The A1227 golf that just ended was nominally about printing for each number from 1 to 99 the amount of different ways that the number could be represented as the sum of consecutive positive integers. So for example since the number 9 == 2+3+4 == 4+5, the correct answer for the number 9 would be 3. I say nominally, since there was actually a link to the correspoding entry in the On-Line Encyclopedia of Integer Sequences. Amongst other things, the entry told that another way to generate this sequence is by determining the number of odd divisors of the number (including 1). Unfortunately I missed this bit of information on the first reading, and only figured this out after drawing rectangles on graph paper for a couple of hours. I don't really understand why the problem statement had to be given in a non-optimal form, with a link to the better formulation.

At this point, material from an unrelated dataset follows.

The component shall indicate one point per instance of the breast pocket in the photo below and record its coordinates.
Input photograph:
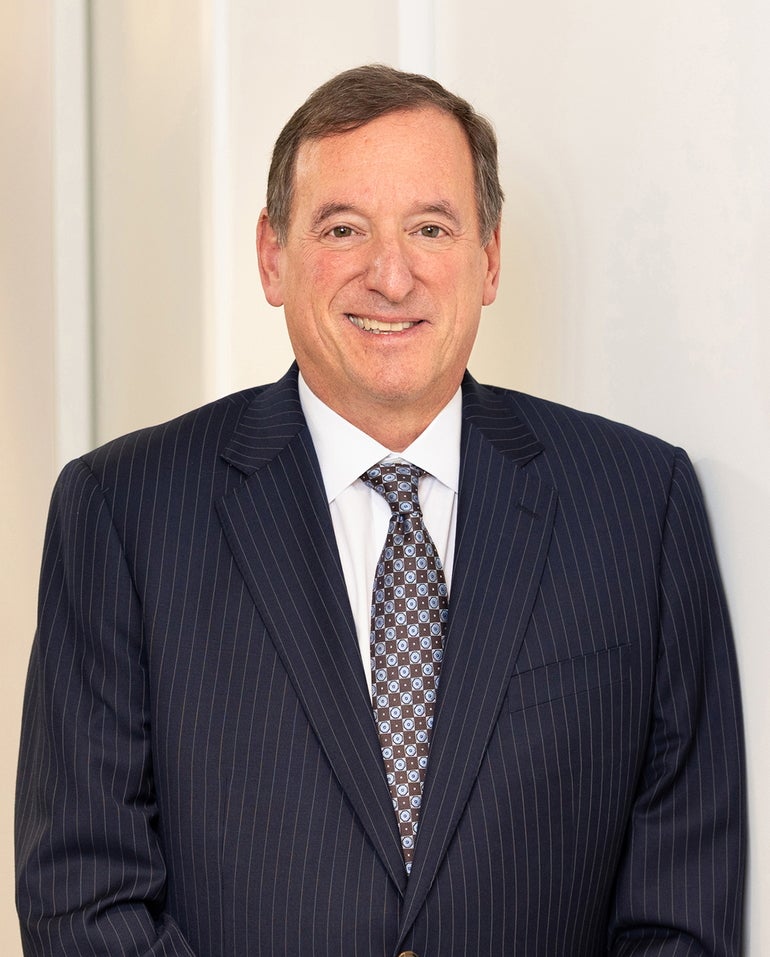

Once the problem had been reduced to this form, the solution is pretty obvious, with just a couple of ways to optimize it for length (as evidenced by the fact that 12 of 20 participants were in the 39-41 character range). My solution was 40 characters: `-l print~~grep\$_%2>\$'%\$_,//..99for 1..99`

Loop for the numbers from 1 to 99. For each of these numbers, first do a match against the empty regular expression, which stores the number into \$' (so that it can be accessed from inner scopes even after \$_ has been aliased to something else). After that, do a grep for numbers from 1 to 99, finding all numbers that are both divisible by two, and which are divisors of the number we stored in \$`. Grep returns a list of the items that satisfied the condition, which we then need to force to scalar context (done here with ~~) to find out how many items the list contains.

A nice little golf.